Obergruppenführer Prall und Kriminalrat Zott traten ein.
Na also, haben sie meinen Vorschlag doch angenommen! Das Vernünftigste, was sie tun konnten, trotzdem ich nicht glaube, daß selbst dieser schlaue Tüftelkopf etwas Neues aus dem Material herausschinden kann!
Escherich will gerade den Kriminalrat Zott freundlich-freudig begrüßen, schon um ihm zu zeigen, daß er über die Abgabe des Falles kein bißchen gekränkt ist, da fühlt er sich von den beiden SS-Leuten rauh zur Seite gerissen, und der mit dem Totschlägergesicht schreit: »Melde SS-Männer Dobat und Jacoby mit einem Häftling!«
Häftling – der soll ich wohl sein? denkt Escherich verwundert.
Und laut: »Herr Obergruppenführer, darf ich noch sagen, daß …«
»Mach, daß das Aas die Schnauze hält!« brüllt Prall, der wahrscheinlich auch was auf den Deckel gekriegt hat, wütend.
Der SS-Mann Dobat schlägt Escherich mit der geballten Faust gegen den Mund. Der fühlt einen wütenden Schmerz, widerlich warmen Blutgeschmack im Munde. Dann beugt er sich vornüber und spuckt ein paar Zähne auf den Teppich.

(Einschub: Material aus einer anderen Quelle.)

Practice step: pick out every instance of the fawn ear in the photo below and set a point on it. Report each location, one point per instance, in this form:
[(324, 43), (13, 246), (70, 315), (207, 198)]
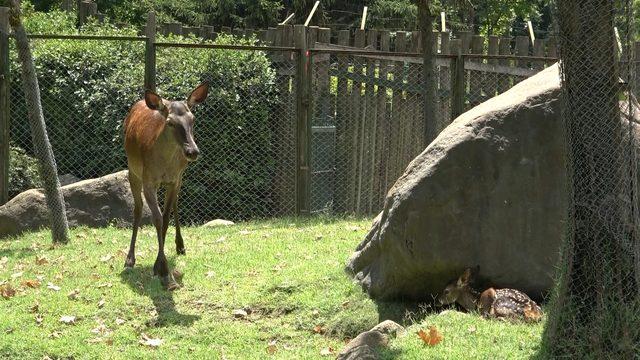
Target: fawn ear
[(153, 100), (198, 95), (465, 277)]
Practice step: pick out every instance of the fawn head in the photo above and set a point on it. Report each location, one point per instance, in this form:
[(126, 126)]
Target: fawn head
[(179, 119), (457, 288)]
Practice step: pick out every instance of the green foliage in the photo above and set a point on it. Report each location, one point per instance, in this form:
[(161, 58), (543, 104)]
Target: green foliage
[(23, 172), (87, 88)]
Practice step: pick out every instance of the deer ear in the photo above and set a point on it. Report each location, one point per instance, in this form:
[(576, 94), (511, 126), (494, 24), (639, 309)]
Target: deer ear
[(465, 277), (198, 95), (153, 100)]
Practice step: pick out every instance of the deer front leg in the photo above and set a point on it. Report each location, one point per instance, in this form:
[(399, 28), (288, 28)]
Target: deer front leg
[(161, 266)]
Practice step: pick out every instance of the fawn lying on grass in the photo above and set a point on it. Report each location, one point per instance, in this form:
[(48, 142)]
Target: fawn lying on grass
[(492, 303)]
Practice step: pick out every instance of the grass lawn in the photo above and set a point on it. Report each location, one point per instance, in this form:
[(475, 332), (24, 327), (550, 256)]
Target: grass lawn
[(285, 275)]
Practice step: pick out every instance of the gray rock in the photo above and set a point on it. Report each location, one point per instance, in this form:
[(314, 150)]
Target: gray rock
[(488, 191), (219, 222), (96, 203), (67, 179), (368, 344)]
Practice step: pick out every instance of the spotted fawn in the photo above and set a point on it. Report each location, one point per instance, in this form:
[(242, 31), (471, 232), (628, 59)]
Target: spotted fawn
[(491, 303)]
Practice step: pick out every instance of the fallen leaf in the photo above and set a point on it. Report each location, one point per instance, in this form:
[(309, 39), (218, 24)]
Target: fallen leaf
[(53, 287), (151, 342), (73, 295), (472, 329), (31, 283), (100, 330), (239, 314), (271, 347), (327, 351), (7, 291), (34, 308), (68, 319), (432, 338), (41, 260)]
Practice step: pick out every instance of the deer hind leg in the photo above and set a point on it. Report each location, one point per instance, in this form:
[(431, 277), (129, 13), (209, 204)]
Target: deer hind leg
[(136, 191), (179, 242), (161, 266)]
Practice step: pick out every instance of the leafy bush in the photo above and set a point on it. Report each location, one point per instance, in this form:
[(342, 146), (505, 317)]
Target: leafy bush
[(87, 88), (23, 172)]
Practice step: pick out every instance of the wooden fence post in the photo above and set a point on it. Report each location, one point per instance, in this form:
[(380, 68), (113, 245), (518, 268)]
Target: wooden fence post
[(4, 105), (457, 79), (150, 52), (303, 126)]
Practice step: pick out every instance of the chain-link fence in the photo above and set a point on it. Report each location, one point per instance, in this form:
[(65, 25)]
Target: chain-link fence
[(596, 311), (367, 119)]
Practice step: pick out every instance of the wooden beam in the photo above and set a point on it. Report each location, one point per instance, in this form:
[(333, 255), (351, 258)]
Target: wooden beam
[(313, 11)]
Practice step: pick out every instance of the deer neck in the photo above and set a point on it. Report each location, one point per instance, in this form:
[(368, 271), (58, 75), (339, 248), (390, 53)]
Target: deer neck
[(469, 299)]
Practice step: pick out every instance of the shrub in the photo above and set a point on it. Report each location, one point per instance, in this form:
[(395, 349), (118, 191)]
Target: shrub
[(87, 88)]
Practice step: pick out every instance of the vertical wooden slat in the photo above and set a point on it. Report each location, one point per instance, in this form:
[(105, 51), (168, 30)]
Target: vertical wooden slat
[(444, 98), (492, 79), (476, 78), (4, 105), (343, 137), (382, 136), (538, 50), (399, 108), (504, 82), (303, 126), (457, 79), (357, 108)]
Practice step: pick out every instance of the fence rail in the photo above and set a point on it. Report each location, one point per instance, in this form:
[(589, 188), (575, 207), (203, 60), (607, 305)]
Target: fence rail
[(327, 129)]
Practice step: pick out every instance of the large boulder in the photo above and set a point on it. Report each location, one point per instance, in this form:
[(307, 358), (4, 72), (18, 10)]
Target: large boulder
[(488, 191), (96, 202)]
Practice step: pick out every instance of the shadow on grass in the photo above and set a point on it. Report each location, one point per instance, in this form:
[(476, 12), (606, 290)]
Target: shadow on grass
[(141, 280)]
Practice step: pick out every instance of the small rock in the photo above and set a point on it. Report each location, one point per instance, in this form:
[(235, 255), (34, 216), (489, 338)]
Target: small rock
[(219, 222)]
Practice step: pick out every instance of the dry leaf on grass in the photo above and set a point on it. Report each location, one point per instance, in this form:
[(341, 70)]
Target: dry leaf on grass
[(150, 342), (271, 347), (432, 338), (73, 295), (41, 260), (7, 291), (31, 283), (327, 351), (53, 287), (68, 319)]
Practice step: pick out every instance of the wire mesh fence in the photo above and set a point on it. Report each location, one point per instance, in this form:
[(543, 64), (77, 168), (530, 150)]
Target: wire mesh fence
[(367, 118), (596, 311)]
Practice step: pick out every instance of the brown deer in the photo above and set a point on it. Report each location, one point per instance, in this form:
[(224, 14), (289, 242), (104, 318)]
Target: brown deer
[(492, 303), (159, 144)]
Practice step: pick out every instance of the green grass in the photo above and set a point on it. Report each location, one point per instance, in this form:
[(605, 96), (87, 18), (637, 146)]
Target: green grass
[(287, 274)]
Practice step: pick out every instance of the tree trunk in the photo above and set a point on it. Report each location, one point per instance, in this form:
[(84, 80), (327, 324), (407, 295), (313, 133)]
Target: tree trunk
[(595, 311), (48, 171)]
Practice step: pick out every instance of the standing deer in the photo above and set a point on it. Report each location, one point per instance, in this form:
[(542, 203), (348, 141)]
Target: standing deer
[(492, 303), (159, 144)]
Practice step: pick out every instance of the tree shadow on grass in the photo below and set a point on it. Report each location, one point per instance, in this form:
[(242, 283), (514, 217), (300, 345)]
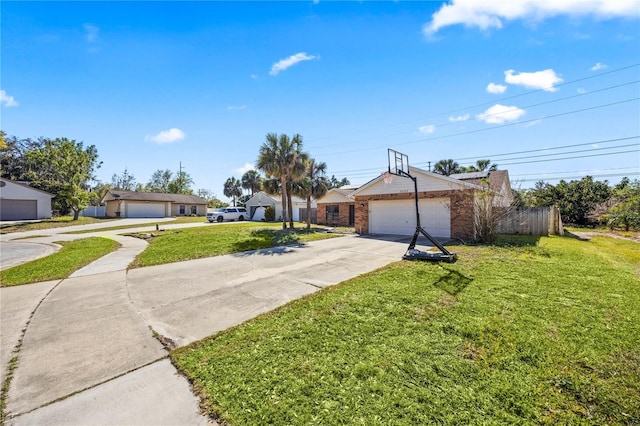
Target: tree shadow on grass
[(268, 242), (453, 282)]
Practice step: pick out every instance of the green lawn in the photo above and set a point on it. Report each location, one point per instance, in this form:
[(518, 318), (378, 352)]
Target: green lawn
[(71, 257), (215, 240), (525, 332), (151, 222), (56, 222)]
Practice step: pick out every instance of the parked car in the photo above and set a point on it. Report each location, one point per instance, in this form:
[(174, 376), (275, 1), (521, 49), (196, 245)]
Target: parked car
[(228, 214)]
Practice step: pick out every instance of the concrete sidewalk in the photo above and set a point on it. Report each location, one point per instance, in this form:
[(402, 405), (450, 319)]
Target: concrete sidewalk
[(89, 355)]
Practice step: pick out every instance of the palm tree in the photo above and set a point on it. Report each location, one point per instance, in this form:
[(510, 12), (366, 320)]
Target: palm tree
[(446, 167), (278, 158), (232, 189), (483, 165), (251, 181), (314, 184)]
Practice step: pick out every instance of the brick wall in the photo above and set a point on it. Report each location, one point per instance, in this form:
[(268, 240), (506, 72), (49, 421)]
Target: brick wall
[(343, 214), (461, 202)]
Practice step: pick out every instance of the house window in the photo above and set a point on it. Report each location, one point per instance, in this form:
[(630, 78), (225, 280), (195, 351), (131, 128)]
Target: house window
[(333, 213)]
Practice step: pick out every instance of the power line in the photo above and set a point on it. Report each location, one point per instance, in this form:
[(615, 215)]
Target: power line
[(492, 156), (573, 158), (484, 103), (589, 172), (494, 127), (498, 113)]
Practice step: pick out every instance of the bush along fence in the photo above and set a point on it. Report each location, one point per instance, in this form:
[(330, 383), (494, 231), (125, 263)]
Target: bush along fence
[(532, 221)]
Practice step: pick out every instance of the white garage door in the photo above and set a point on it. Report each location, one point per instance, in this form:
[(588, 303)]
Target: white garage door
[(145, 210), (399, 217)]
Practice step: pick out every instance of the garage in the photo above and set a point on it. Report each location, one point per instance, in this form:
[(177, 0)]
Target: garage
[(18, 209), (145, 210), (398, 217)]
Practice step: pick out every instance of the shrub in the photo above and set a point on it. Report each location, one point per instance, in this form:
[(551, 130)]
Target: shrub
[(269, 214)]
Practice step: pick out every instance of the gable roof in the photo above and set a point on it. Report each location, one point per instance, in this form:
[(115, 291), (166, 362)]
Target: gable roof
[(112, 195), (275, 197), (24, 184), (415, 171), (497, 178)]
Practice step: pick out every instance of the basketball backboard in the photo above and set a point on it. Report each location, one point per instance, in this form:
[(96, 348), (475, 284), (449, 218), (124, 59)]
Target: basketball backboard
[(398, 163)]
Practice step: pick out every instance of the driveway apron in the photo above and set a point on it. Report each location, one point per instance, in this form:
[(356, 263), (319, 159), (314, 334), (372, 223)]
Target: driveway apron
[(187, 301)]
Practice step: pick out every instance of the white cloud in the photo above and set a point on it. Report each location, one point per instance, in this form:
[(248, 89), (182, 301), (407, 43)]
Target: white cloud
[(167, 136), (488, 14), (459, 118), (7, 100), (427, 130), (91, 32), (496, 88), (544, 80), (244, 169), (499, 114), (283, 64), (532, 123), (599, 66)]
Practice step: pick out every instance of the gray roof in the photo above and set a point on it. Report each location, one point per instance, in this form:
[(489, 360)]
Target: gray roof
[(470, 175), (152, 196)]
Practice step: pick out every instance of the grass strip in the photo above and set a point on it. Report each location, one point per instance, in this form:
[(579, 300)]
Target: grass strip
[(57, 222), (530, 331), (72, 256), (196, 243), (176, 221)]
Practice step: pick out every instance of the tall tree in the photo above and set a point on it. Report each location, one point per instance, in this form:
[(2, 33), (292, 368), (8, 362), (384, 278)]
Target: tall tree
[(446, 167), (232, 189), (160, 180), (124, 182), (314, 184), (277, 158), (335, 183), (251, 181), (69, 166), (480, 166)]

Und während er das alles tut, ganz mechanisch tut, nicht einmal der Schmerz tut richtig weh, denkt er: Ich muß das sofort aufklären. Natürlich bin ich zu allem bereit. Haussuchungen durch ganz Berlin. Spione in jedem Haus, wo mehrere Rechtsanwälte und Ärzte wohnen. Ich tu alles, was ihr wollt, aber ihr könnt mir hier doch nicht einfach in die Fresse schlagen, mir, einem alten Kriminalbeamten und Inhaber des Kriegsverdienstkreuzes!
Indem er fieberhaft so denkt, ganz mechanisch von den Griffen der SS-Männer freizukommen sucht und dabei immer wieder zum Sprechen ansetzt – aber er kann doch wegen der zerrissenen Oberlippe und des blutenden Mundes gar nicht sprechen –, währenddem ist Obergruppenführer Prall vor ihn gesprungen, hat ihn mit beiden Händen vor der Brust gefaßt und geschrien: »Na, haben wir dich endlich soweit, dich hochnäsigen Klugscheißer! Bist dir ja immer mächtig schlau vorgekommen, wenn du mir deine scheißklugen Vorträge hieltst, was? Denkst du vielleicht, ich hab das nicht gemerkt, für wie dumm du mich hieltst, und du warst oberschlau, he? Na, nun haben wir dich, und nun werden wir mit dir Schlitten fahren, das sollst du erleben!«
Einen Augenblick starrte Prall, fast besinnungslos vor Zorn, den blutenden Mann an.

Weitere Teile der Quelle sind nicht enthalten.